DissectML HTML Report Preview


Why DissectML?

Most data science workflows look the same: run pandas-profiling for a quick summary, switch to scikit-learn for preprocessing, try a handful of models with PyCaret or LazyPredict, then stitch SHAP plots together in a notebook. By the time you have answers, you have imported 3-5 separate libraries, written hundreds of lines of glue code, and lost the thread that connects your data findings to your modelling decisions.

DissectML (dissectml) closes that gap. It is a single, unified pipeline that runs deep exploratory data analysis, pre-model intelligence checks (leakage detection, readiness scoring, algorithm recommendations), a multi-model battle arena, cross-model statistical comparison, and publication-ready HTML report generation -- all driven by a consistent API. Three function calls replace three notebooks.


Key Features

Exploratory Data Analysis

  • Unified correlation matrix -- Pearson, Cramer's V, and point-biserial correlation computed together and rendered in a single heatmap, regardless of column types.

  • Missing data intelligence -- Little's MCAR test plus MAR/MNAR classification, with automatic imputation strategy recommendations tailored to each column.

  • Statistical test battery -- Normality, independence, and variance tests auto-selected based on data type and sample size. No manual test selection required.

  • Auto cluster discovery -- K-Means and DBSCAN with automatically tuned parameters (elbow method, silhouette scoring) to surface natural groupings in your data.

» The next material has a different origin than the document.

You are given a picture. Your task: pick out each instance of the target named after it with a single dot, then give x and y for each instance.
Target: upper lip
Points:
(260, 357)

  • Feature interaction and non-linearity detection -- Identifies non-linear relationships and interaction effects that linear models would miss.

Pre-Model Intelligence

  • Target leakage detection -- Four-pronged analysis covering correlation leakage, mutual information leakage, temporal leakage, and derived-feature leakage.

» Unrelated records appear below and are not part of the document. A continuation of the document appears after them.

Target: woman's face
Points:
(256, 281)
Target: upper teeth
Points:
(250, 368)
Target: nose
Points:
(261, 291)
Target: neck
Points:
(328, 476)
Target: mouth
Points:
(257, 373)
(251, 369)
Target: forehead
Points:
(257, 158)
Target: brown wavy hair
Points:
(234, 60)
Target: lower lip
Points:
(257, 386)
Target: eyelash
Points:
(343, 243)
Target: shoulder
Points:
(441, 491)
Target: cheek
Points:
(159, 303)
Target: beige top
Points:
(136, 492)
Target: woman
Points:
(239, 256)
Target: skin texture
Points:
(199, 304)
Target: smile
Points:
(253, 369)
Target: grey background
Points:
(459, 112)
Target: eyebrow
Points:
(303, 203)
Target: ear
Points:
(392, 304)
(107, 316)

  • Data readiness score -- A 0-100 composite score with waterfall breakdown showing exactly what is dragging your data quality down (missing values, cardinality, class balance, outliers, and more).

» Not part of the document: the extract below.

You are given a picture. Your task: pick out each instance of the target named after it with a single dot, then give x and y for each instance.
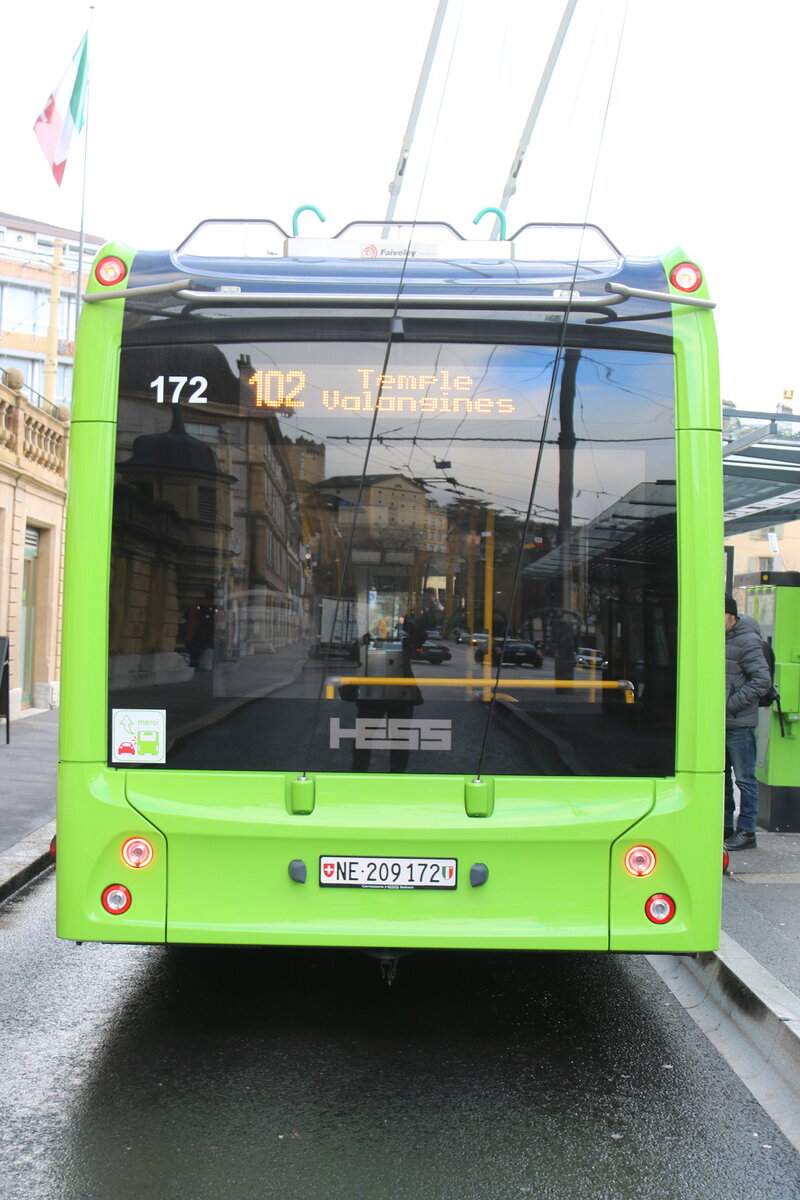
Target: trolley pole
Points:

  • Algorithm recommendations -- A rules engine that maps your EDA findings (data size, feature types, non-linearity, multicollinearity) to a ranked list of recommended model families.

Model Comparison

  • 36-model battle arena -- 19 classifiers and 17 regressors (plus optional XGBoost, LightGBM, and CatBoost) trained and evaluated with parallel cross-validation in a single call.

  • Cross-model error analysis -- Identifies the hardest samples, builds a model complementarity matrix, and highlights where ensemble strategies could improve performance.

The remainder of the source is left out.